Ask The Right Rent Payment Holiday Questions

  1. Ask the tenant if they have been made redundant or been furloughed. There is a difference – made redundant and they might have a small payment but no income. Furloughed, and they should be getting at least 80 percent of their salary from the government’s scheme (and the other 20 percent is meant to be topped up by their employer). Do they really need a rent payment holiday in that case?
  2. Can they supply proof of their current situation from their employer? This could be useful if you need to ask your mortgage provider for a mortgage holiday as you can explain that your tenant is having issues.
  3. Have they developed an expenses spreadsheet to show their monthly budget?
  4. Are there any loans or credit cards that payment holidays can be taken out on rather than causing issues with your rent?
  5. Do they have savings? Tenants might be unwilling to make use of savings, but they may have to – we’re all having to use money we would rather use elsewhere if the furlough issue has been handed to us.
  6. Is there anybody else residing in the home who can help?
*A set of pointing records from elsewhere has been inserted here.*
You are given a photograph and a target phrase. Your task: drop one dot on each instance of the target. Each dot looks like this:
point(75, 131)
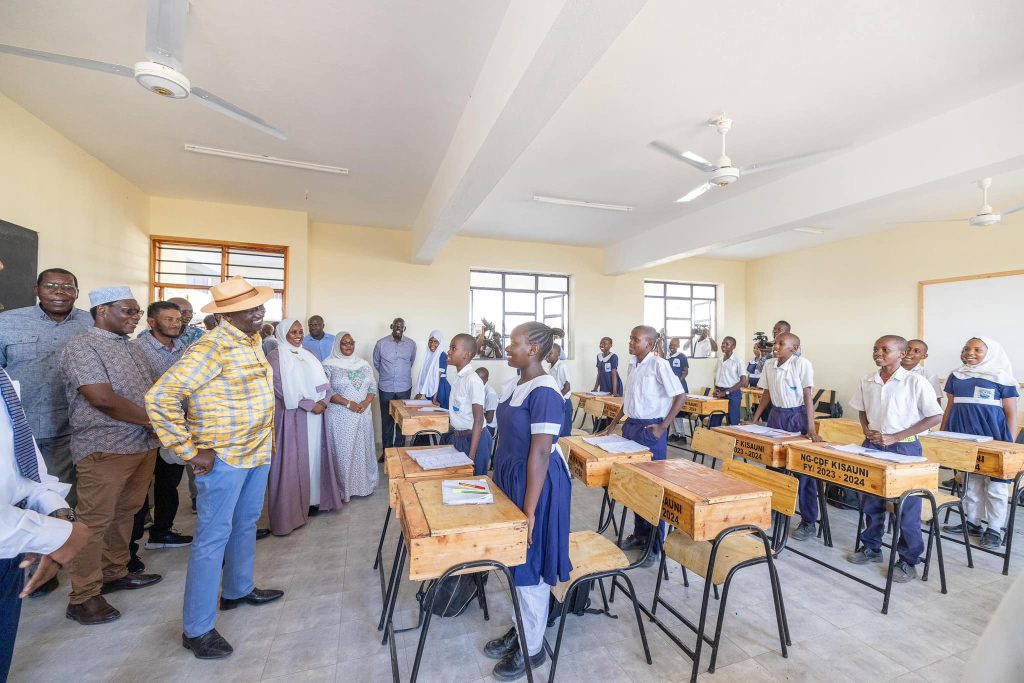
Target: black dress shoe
point(513, 666)
point(45, 589)
point(257, 597)
point(211, 645)
point(130, 582)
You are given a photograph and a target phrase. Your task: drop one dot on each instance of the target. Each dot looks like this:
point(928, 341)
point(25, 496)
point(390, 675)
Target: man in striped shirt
point(225, 435)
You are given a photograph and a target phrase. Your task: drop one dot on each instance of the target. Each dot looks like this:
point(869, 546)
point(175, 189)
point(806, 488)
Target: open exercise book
point(615, 443)
point(439, 458)
point(466, 492)
point(879, 455)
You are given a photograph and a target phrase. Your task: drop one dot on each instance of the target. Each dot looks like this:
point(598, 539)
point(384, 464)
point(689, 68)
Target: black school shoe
point(513, 666)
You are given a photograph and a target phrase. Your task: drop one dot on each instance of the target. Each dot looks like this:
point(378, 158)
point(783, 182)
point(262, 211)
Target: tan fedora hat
point(237, 294)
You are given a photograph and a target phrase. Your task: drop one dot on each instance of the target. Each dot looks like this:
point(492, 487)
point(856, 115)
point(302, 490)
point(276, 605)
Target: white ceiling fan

Or is there a family member who can assist in any way?
  7. Make sure they know their rent remains legally due and will be a debt if they don’t pay – ask them if they are away of this, as it might be the catalyst they need to look at their savings or ask for family’s help.
  8. How do they propose to pay back the rent payment holiday amount?
  9. Would a rent reduction be better?

Finding out as much as possible about the situation, the reason for asking for a rent payment holiday, and what the tenants hope to do in the future regarding the debt is crucial – only then can landlords make an informed decision.